Launches a background thread to scan PDFs without freezing the GUI.

Step 6a: Process Each PDF

    def process_pdf(self, path):
        file_name = os.path.basename(path)
        extracted_text = ""
        page_count = 0

        try:
            with pdfplumber.open(path) as pdf:
                page_count = len(pdf.pages)
                for page in pdf.pages:
                    text = page.extract_text()
                    if text:
                        extracted_text += text + "\n"

            if not extracted_text.strip():
                images = convert_from_path(path, dpi=300)
                for img in images:
                    ocr_data = pytesseract.image_to_data(img, output_type=pytesseract.Output.DICT)
                    for i, word in enumerate(ocr_data["text"]):
                        conf = int(ocr_data["conf"][i])
                        if conf > 70:
                            extracted_text += word + " "

        except Exception as e:
            return (file_name, 0, 0)

        char_count = len(extracted_text)
        return (file_name, page_count, char_count)

First tries digital text extraction.

If none found, uses OCR but ignores handwriting (low-confidence words).

Step 6b: Scan Folder with ThreadPool

    def scan_folder_thread(self, folder):
        self.status_var.set("Scanning PDFs...")
        pdf_files = [os.path.join(root, f) for root, _, files in os.walk(folder) for f in files if f.lower().endswith(".pdf")]
        total = len(pdf_files)
        processed = 0

        with concurrent.futures.ThreadPoolExecutor(max_workers=4) as executor:
            futures = {executor.submit(self.process_pdf, pdf): pdf for pdf in pdf_files}
            for future in concurrent.futures.as_completed(futures):
                while self.pause_event.is_set():
                    time.sleep(0.2)
                if self.stop_event.is_set():
                    return

                result = future.result()
                self.results.append(result)
                self.master.after(0, lambda r=result: self.update_tree(r))
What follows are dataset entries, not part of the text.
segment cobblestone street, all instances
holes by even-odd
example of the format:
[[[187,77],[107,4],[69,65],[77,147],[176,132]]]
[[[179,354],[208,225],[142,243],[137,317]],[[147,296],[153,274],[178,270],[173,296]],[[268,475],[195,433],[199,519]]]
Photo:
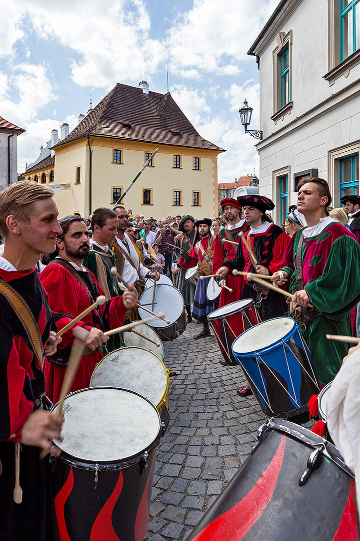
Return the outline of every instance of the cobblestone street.
[[[186,538],[236,473],[266,418],[253,395],[240,397],[240,367],[222,366],[214,338],[194,340],[188,325],[164,342],[170,423],[158,449],[147,541]]]

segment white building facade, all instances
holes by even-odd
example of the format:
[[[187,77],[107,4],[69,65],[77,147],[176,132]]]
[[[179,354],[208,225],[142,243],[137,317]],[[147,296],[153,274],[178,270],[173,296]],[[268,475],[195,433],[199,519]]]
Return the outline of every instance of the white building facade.
[[[248,54],[260,71],[260,191],[276,222],[307,177],[328,181],[334,207],[358,194],[360,0],[283,0]]]

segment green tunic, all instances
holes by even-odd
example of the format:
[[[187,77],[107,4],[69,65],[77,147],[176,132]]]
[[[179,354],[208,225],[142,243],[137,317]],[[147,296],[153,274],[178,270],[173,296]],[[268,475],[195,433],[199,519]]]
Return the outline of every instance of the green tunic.
[[[103,250],[104,254],[111,256],[111,257],[103,256],[101,260],[104,265],[104,268],[106,275],[106,282],[108,288],[110,297],[112,299],[118,295],[122,294],[122,291],[118,288],[117,279],[111,275],[110,272],[112,267],[116,267],[115,258],[108,247],[106,247],[106,249]],[[98,267],[96,262],[96,254],[98,254],[101,256],[101,251],[100,248],[96,246],[93,246],[86,257],[84,260],[83,265],[84,267],[89,269],[93,274],[96,277],[98,282],[99,276],[98,274]],[[126,320],[126,323],[128,322]],[[123,333],[121,334],[113,334],[109,337],[109,339],[106,343],[106,349],[108,353],[118,349],[119,347],[123,347],[125,346],[123,340]],[[106,354],[106,351],[104,351],[104,354]]]
[[[282,270],[290,279],[290,291],[298,289],[296,256],[303,230],[289,243]],[[350,312],[360,299],[360,246],[341,224],[331,223],[319,234],[305,239],[302,246],[304,289],[320,315],[304,333],[322,384],[332,381],[349,345],[328,340],[327,334],[351,335]]]

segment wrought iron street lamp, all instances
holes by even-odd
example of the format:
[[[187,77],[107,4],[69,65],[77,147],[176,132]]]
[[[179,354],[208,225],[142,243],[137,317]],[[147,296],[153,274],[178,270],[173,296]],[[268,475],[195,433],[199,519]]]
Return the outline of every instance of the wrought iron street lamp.
[[[239,110],[239,113],[240,115],[240,118],[241,120],[241,123],[245,128],[245,133],[250,134],[253,137],[254,137],[255,139],[262,139],[262,131],[261,130],[248,130],[248,126],[250,124],[250,121],[252,117],[252,113],[253,113],[253,108],[250,107],[248,104],[247,100],[246,99],[244,101],[244,104],[242,107]]]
                processed += 1
                progress = (processed / total) * 100
                self.master.after(0, lambda p=progress: self.progress_val.set(p))
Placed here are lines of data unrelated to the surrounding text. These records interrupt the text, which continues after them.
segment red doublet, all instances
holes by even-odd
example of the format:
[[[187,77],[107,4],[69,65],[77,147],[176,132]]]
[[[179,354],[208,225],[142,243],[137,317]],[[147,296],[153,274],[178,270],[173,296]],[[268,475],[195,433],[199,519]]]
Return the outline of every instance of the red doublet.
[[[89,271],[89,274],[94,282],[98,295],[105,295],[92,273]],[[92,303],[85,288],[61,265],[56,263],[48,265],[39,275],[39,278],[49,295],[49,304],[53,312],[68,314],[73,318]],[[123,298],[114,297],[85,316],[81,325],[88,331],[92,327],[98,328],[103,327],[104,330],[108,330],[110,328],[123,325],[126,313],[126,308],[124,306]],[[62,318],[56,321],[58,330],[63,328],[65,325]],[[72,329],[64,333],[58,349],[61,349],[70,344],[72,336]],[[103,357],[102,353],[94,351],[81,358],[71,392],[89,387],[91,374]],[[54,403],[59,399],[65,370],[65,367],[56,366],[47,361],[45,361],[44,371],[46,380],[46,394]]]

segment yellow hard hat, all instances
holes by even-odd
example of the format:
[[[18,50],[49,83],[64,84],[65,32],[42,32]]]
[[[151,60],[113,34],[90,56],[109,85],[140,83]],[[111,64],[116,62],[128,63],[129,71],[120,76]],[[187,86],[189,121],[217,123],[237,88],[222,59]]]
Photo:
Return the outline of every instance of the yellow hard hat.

        self.master.after(0, lambda: self.status_var.set(f"Completed: {total} PDFs processed."))

Uses ThreadPoolExecutor to scan PDFs in parallel.

Updates the GUI using master.after to avoid thread conflicts.

Step 7: Update Treeview

    def update_tree(self, result):
        file_name, pages, chars = result
        self.tree.insert("", "end", values=(file_name, pages, chars))
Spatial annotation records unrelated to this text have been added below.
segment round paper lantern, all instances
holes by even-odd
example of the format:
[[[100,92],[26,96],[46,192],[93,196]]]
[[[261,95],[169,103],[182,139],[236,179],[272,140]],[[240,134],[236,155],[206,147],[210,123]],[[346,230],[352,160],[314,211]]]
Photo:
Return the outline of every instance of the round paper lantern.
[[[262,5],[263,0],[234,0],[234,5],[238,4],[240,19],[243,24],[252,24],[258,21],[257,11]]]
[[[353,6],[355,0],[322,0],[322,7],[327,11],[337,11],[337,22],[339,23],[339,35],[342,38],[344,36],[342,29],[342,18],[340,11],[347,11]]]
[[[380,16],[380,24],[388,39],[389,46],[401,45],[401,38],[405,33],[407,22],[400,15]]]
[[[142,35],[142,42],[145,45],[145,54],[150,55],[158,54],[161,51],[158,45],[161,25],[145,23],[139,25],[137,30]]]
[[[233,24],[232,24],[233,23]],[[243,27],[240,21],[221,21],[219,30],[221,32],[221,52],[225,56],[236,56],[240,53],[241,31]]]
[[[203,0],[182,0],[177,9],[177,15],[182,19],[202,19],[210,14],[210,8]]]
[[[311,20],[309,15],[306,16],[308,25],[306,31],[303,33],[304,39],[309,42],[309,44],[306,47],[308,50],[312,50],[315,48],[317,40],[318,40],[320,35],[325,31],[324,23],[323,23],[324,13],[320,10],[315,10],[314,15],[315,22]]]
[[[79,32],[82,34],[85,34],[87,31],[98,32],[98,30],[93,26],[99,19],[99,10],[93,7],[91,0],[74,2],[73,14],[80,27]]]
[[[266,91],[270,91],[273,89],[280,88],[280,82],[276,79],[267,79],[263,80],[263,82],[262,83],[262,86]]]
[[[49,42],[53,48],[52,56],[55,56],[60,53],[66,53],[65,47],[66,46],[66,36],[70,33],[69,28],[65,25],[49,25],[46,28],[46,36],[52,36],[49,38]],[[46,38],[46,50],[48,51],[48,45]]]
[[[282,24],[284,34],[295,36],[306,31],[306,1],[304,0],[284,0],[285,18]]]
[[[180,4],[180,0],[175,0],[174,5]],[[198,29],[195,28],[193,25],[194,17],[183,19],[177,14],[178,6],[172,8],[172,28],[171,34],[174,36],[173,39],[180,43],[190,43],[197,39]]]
Adds each scanned PDF to the table.

Step 8: Export to CSV

    def export_csv(self):
        if not self.results:
            messagebox.showwarning("No Data", "No extracted data to export.")
            return

        save_path = filedialog.asksaveasfilename(defaultextension=".csv")
        if not save_path:
            return

        df = pd.DataFrame(self.results, columns=["File Name", "Pages", "Extracted Characters"])
        df.to_csv(save_path, index=False)
        messagebox.showinfo("Export Complete", "Data exported successfully.")

Converts results into a Pandas DataFrame and saves it.

Step 9: Run the App

if __name__ == "__main__":
    root = tk.Tk()
    app = PDFExtractorApp(root)
    root.mainloop()

Launches the Tkinter GUI.

✅ Congratulations! You now have a fully functional PDF Structured Data Extractor that:

Scans PDFs in a folder

Extracts digital text or uses OCR for scanned PDFs

Ignores handwriting

Displays results in a table

Exports data to CSV

Top comments (2)

Harsh • Feb 13

This is exactly what I've been looking for! PDF data extraction is such a common pain point, and your tutorial makes it so approachable. The OCR confidence filtering to ignore handwriting is a brilliant touch. Thanks for sharing the GitHub repo too — cloning it right now! 🙌

Mate Technologies • Feb 14

Really appreciate that — thank you! 🙌
PDF extraction can definitely be messy, so I’m glad the structure + OCR confidence filtering helped make it clearer.
Let me know how it works for your use case — always curious to see how others adapt it.